Detailed comparison of different combinations of changes in transmissibility and immune escape property for B.1.526. Left panel shows the overall accuracy (A), relative RMSE (B), and correlation (C) of model estimates under different transmissibility and immune escape settings. White crosses (x) indicate the best-performing parameter combination. Right panel shows model estimates using the overall best-performing parameter combination (i.e., 1.5-3.5% initial prevalence, 15-25% higher transmissibility, and 0-10% immune escape). Lines and surrounding areas show model-simulated median estimates and interquartile range; dots show corresponding observations; colors indicate different variants as specified in the legend. Note that these model simulations used same infection-detection rate, hospitalization-rate and IFR (i.e., average during Nov 2020 – Apr 2021); that is, they did not account for changes in case ascertainment or disease severity by week during this period, due to, e.g., increases in disease severity by the new variants. As such, there were larger deviations from the observations during later months of the simulation with more infections by the new variants.
Importantly in New York City, the population-level prevalence of SARS-CoV-2 infection was estimated to be 16.6% at the end of the first pandemic wave.
However at the end of the second wave, the estimated prevalence was 41.7%.
Although most SARS-Cov-2 infections occurred in the older population during the first wave, the second wave caused infections in all age groups.
Interestingly a rapid increase in B.1.526-infected cases was observed during the second pandemic wave. Before the identification of the variant in a specific neighborhood for the first time in early November 2020, a gradual increase in the overall SARS-CoV-2 transmission rate was observed in the same neighborhood.

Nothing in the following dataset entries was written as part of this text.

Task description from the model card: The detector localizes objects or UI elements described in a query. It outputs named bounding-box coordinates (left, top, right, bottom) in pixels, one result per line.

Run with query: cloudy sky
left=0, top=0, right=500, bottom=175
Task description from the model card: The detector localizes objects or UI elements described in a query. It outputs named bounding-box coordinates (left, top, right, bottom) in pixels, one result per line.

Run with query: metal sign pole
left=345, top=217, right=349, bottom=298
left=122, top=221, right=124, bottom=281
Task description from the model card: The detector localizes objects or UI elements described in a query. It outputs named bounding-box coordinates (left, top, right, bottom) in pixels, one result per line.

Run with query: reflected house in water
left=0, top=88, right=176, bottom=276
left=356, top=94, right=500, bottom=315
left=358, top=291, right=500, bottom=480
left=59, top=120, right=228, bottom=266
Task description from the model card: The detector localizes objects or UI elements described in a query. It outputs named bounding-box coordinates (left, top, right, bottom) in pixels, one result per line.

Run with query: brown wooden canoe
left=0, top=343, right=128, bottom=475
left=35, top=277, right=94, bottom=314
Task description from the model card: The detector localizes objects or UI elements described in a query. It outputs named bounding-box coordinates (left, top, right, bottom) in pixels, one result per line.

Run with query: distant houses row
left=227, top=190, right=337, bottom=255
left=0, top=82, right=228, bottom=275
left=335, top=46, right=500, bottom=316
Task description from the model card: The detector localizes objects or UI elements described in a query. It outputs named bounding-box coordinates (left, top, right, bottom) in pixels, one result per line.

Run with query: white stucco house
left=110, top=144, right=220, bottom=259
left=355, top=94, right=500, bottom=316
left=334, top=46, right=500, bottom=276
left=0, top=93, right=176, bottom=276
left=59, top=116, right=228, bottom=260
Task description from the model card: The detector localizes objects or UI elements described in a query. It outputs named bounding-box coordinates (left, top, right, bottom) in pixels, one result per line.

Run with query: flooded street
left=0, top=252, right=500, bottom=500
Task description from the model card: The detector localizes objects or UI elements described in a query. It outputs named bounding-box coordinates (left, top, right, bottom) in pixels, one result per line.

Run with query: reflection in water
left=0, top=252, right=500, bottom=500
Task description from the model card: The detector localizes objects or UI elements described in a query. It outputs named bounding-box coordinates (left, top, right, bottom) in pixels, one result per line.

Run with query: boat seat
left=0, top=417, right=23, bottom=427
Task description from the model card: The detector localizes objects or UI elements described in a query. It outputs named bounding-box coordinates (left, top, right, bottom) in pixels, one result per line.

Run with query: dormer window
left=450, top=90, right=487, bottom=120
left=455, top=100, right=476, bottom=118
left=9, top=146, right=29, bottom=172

The transmission rate remained high between November 2020 and February 2021, followed by a reduction to the baseline when the B.1.526 variant became dominant across the city.
However in contrast, the transmission rate remained constant in other neighborhoods. Overall, these observations indicate that the rise in transmission rate in that particular neighborhood is probably due to the early rapid spread of the B.1.526 variant.

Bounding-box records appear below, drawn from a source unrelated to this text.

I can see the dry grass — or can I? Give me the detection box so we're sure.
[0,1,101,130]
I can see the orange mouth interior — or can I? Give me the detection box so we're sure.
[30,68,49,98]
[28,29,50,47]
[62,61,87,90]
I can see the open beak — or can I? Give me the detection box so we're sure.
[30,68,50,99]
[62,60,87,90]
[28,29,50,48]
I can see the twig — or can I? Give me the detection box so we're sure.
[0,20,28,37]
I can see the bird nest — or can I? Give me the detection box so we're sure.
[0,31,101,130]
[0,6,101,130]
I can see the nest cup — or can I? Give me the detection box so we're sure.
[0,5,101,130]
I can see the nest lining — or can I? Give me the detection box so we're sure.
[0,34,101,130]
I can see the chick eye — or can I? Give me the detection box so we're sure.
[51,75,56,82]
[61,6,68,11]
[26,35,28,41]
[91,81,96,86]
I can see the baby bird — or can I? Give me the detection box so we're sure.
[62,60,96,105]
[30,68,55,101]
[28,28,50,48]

Interestingly the estimation made from the collected data revealed that the transmission rate of the B.1.526 variant is 15-25% higher than that of previously circulating variants.

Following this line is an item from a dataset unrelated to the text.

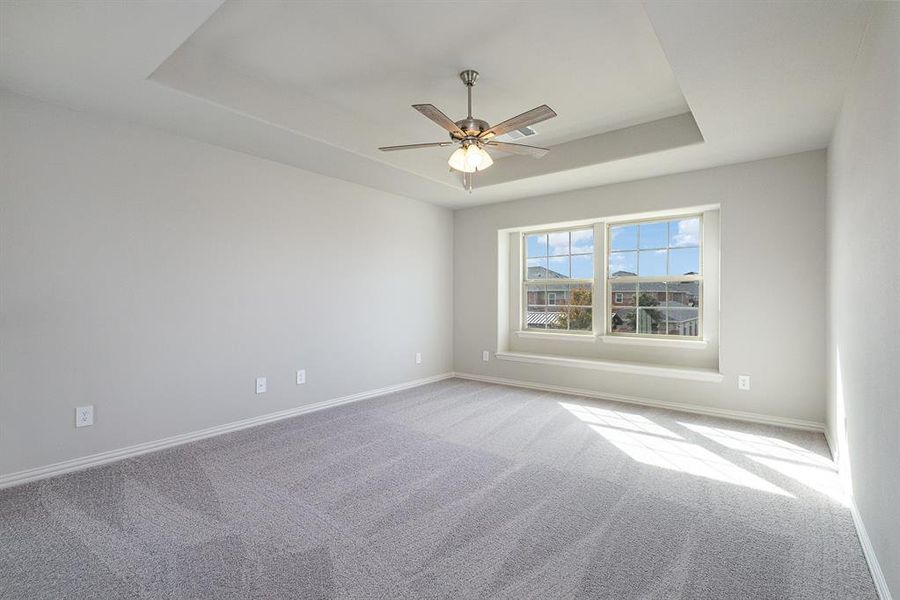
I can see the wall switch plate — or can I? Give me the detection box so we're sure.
[75,405,94,427]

Also significantly, the data revealed that the variant can induce breakthrough infections in 0-10% of the population. With this moderate increase in transmissibility and immune evasion ability, the B.1.526 variant became dominant in New York City from November 2020 to March 2021. Afterward, with the surge of more infectious variant B.1.1.7, the prevalence of B.1.526 variant decreased gradually.
Alarmingly despite a reduction in mortality rate following mass vaccination, an induction in infection fatality rate was estimated in New York City during the second pandemic wave.
This estimations made by the study team about variant-specific infection and mortality rates revealed that the B.1.526 variant increases the infection fatality rates by 46%, 82%, and 62% in individuals aged 45-64 years, 65-74 years, and above 75 years, respectively
Compared to previously circulating variants, the B.1.526 variant, overall, caused a 60% induction in the infection fatality rate. This induction was comparable to that estimated for the B.1.1.7 variant.
The findings highlight the importance of monitoring the epidemiological characteristics of novel SARS-CoV-2 variants to better manage the COVID-19 pandemic.